Gold prices experienced a volatile week
Last week, except for a few dips, the precious metal traded in a $25 range above $2,500 an ounce. Spot gold started the week trading above $2,514 an ounce. By early Tuesday morning, spot gold had fallen to a weekly low of $2,505 an ounce.
Spot gold hit a weekly low of $2,496 an ounce on Wednesday morning before rebounding to $2,505 an ounce. It has since rallied sharply, peaking above $2,523 an ounce on Thursday before a sell-off coincided with the release of the US second-quarter GDP and the country’s weekly jobless claims report.
The most anticipated economic indicator of the week is the US PCE price index report for July, which was released on Friday morning. Despite matching economists’ expectations, gold prices still fell to a new low for the week at $2,494.21 an ounce.
Gold prices soon returned to $2,505 an ounce and continued to hover around the $2,500 an ounce support level throughout Friday's trading session.
Expert predicts surprise
The latest Kitco News weekly gold survey found that investors are reining in their recent optimism on gold prices, while industry experts are evenly split on their gold price forecasts for next week.

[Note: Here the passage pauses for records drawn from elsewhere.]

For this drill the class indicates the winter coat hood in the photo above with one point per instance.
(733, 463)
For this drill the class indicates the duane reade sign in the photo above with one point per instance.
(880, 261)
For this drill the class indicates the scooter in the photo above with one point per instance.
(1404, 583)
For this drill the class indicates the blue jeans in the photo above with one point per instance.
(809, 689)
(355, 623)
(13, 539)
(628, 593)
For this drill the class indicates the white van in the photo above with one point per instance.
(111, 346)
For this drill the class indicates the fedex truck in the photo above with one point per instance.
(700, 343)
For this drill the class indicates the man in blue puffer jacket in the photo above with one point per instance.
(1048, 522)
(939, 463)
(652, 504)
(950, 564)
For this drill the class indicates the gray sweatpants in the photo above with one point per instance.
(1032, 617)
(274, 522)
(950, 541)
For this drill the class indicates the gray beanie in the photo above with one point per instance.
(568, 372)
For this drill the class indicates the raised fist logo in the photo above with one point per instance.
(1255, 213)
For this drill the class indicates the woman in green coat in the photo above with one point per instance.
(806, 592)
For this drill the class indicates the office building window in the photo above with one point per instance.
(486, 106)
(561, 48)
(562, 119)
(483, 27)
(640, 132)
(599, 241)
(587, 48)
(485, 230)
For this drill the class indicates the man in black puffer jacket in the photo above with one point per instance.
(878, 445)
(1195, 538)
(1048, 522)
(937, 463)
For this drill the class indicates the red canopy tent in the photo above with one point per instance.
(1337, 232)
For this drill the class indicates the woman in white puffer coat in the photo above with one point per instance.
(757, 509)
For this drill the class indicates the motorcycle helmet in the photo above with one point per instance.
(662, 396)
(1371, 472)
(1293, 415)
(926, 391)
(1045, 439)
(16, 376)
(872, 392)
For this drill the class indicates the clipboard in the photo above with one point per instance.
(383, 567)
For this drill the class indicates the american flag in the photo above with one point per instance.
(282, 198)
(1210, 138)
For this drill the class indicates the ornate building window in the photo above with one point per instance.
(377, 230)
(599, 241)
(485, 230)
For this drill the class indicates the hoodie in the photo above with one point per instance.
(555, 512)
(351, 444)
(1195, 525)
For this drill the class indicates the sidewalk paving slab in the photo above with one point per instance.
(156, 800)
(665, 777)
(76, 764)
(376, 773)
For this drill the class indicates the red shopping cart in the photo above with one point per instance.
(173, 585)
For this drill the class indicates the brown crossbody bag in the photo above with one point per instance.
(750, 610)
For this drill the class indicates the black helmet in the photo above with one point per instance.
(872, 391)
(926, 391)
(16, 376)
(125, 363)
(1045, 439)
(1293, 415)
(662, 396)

Fifteen analysts took part in the Kitco News gold survey. Five analysts see gold prices rising next week. Five see it falling lower next week. The remaining five see sideways trading for the precious metal.
Meanwhile, 199 votes were cast in Kitco's online poll. 112 retail traders expect gold prices to rise next week. Another 47 see the yellow metal trading lower, while 40 see prices consolidating next week.
After gold prices were dominated by US inflation data released on Friday, market participants will focus next week on employment figures as North American markets return from the weekend.
On Tuesday, the market will receive the US ISM manufacturing PMI for August. On Wednesday, there will be the Bank of Canada monetary policy decision and the US JOLTS Job Openings. Then on Thursday, traders will watch the ADP employment index for August, the weekly jobless claims report and the US ISM services PMI.
However, the most attention-grabbing event next week will be the US non-farm payrolls report for August, due out Friday morning. Some market experts believe the report could boost the Federal Reserve's expected September interest rate cut from 25 basis points to 50 basis points.